The reality is quite different. In remarks to the Council on Foreign
Relations in New York last month, Assistant Secretary of State Martin Indyk
acknowledged that Iran continues its support for a variety of terrorist
groups in the Middle East, is pushing for nuclear and other weapons of
mass destruction and remains firmly opposed to the Middle East peace process.
In fact, there isn't a single area where any substantive improvement
in Iran's behavior can be demonstrated. The latest session of the United
Nations Human Rights Commission concluded that grave, systematic violations
of human rights including public executions, torture, stoning and arbitrary
arrests were continuing. Under Mr. Khatami, women still are discriminated
against and suppressed.
Two years into Mr. Khatami's presidency, there is no sign of "moderation,"
and there have been no reforms. The facts are clear: The Iranian people's
conflict with their dictatorial rulers is irreconcilable.

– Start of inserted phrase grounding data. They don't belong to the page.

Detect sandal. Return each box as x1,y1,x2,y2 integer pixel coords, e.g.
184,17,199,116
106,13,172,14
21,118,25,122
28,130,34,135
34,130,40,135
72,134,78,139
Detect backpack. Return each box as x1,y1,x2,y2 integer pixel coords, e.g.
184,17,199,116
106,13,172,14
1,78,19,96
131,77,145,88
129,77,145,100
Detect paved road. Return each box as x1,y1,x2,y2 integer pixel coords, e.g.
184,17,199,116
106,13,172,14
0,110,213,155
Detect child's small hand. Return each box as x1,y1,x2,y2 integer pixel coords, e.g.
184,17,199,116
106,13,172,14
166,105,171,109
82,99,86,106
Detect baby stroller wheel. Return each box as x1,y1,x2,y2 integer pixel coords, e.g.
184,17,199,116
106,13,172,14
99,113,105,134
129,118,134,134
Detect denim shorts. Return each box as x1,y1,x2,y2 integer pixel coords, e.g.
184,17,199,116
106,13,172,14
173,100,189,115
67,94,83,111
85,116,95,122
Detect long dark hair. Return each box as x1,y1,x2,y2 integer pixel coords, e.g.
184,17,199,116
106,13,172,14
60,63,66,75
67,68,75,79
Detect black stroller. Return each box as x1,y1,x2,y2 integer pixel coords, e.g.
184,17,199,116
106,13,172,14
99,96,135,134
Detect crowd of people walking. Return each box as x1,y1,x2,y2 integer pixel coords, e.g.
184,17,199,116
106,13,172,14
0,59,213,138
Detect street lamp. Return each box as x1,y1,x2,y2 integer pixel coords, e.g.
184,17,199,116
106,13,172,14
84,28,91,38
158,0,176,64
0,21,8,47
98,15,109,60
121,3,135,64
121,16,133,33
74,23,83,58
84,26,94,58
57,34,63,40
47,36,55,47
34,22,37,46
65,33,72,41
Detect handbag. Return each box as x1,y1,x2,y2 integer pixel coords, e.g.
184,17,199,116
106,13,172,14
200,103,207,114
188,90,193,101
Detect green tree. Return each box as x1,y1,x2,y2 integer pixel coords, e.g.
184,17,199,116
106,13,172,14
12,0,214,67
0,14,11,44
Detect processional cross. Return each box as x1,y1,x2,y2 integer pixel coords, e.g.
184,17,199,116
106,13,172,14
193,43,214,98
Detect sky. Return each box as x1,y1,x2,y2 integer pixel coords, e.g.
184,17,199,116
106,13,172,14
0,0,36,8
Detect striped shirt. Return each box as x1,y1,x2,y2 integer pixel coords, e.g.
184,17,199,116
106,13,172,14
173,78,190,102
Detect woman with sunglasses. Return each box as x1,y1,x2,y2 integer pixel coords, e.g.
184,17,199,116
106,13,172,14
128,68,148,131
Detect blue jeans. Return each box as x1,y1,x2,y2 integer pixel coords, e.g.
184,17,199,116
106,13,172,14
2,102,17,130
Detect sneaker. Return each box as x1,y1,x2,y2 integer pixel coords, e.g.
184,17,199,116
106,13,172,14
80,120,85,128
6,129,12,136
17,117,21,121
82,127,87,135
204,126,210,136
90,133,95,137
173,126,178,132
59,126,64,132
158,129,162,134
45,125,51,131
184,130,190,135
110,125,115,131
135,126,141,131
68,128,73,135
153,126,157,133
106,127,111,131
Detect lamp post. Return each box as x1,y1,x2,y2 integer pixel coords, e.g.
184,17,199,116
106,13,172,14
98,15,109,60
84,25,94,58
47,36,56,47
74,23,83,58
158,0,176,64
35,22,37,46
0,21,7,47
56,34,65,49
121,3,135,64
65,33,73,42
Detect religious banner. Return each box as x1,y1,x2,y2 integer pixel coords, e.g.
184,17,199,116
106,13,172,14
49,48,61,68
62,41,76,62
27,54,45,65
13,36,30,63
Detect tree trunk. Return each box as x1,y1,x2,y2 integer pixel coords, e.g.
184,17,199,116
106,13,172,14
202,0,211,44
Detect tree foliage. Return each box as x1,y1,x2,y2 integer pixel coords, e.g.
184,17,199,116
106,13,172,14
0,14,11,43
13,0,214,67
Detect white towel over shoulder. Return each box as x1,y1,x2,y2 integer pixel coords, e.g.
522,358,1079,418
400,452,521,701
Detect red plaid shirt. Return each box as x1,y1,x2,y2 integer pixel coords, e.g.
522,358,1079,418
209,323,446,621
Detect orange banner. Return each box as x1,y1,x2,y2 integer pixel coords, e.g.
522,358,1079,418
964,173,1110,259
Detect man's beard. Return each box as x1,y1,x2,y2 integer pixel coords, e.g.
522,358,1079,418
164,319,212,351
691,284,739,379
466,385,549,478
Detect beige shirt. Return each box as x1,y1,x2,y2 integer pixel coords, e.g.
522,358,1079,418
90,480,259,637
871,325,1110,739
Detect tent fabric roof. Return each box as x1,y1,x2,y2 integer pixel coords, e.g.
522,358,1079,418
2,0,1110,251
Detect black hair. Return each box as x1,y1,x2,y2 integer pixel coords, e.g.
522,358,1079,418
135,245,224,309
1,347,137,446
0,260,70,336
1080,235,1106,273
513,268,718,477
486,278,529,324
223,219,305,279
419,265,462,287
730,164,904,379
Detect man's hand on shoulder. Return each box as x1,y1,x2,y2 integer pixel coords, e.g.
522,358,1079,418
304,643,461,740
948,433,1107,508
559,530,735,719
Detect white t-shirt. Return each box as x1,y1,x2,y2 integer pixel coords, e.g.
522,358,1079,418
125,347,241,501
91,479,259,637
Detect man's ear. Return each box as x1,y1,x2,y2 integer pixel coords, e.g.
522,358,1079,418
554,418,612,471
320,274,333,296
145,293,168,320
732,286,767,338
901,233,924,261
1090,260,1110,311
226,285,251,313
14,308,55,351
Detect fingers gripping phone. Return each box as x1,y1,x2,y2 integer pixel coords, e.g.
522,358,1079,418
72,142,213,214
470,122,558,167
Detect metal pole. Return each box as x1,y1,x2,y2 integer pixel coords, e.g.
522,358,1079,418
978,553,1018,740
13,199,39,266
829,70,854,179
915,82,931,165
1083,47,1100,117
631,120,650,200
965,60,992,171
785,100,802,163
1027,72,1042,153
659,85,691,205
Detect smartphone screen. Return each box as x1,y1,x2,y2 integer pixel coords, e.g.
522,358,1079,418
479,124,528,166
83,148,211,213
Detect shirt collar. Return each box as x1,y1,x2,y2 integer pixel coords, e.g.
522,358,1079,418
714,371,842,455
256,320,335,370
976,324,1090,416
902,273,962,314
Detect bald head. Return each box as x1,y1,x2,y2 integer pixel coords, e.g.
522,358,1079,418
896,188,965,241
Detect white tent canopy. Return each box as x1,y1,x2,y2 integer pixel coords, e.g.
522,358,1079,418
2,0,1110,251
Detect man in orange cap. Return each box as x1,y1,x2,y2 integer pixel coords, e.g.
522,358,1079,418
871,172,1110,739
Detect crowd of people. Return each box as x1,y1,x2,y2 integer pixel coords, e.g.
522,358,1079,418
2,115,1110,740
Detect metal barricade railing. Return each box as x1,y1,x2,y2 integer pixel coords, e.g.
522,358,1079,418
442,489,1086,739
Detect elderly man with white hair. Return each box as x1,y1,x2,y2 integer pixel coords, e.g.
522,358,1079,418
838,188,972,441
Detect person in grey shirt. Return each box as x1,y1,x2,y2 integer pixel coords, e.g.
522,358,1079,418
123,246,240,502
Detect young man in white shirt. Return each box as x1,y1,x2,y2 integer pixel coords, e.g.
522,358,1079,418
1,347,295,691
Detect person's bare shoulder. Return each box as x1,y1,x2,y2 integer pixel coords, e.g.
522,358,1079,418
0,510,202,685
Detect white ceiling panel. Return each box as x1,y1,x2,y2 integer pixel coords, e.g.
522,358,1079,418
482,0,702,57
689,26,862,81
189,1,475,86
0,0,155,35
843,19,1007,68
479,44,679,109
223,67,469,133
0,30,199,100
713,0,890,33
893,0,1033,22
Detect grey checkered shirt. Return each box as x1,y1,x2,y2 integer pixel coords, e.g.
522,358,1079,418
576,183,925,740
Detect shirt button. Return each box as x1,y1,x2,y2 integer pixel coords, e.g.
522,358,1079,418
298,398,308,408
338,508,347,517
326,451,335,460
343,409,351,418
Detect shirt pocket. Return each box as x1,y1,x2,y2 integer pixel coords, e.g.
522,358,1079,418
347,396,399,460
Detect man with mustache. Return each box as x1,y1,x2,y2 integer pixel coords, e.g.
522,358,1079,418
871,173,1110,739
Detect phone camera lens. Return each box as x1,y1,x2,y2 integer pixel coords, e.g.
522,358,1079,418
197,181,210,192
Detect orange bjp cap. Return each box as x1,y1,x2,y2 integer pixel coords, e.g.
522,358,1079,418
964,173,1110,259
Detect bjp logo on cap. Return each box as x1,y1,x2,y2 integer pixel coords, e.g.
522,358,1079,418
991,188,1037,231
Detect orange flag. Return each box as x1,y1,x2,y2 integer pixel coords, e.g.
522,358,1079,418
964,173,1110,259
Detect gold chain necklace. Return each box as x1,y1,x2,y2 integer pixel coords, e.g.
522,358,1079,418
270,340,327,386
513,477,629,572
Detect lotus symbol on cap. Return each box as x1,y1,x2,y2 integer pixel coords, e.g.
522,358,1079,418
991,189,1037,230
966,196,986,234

The leader of the Iranian resistance, Massoud Rajavi, always has made
it clear that if the mullahs and their allies want to be true to their
words, they should try their luck against the president-elect of the National
Council of Resistance, Maryam Rajavi, in a free election supervised by
the United Nations.
But the clerical regime, including Mr. Khatami, never would allow that.
Moderation or reform would be the kiss of death for the rulers, a fact
no one grasps better than Mr. Khatami himself. Two years into his presidency,
he has proved to be the poison chalice not the magic potion of the mullahs'
rule in Iran.
* Reza Alizadeh is president of the Iranian-American Society of Dallas.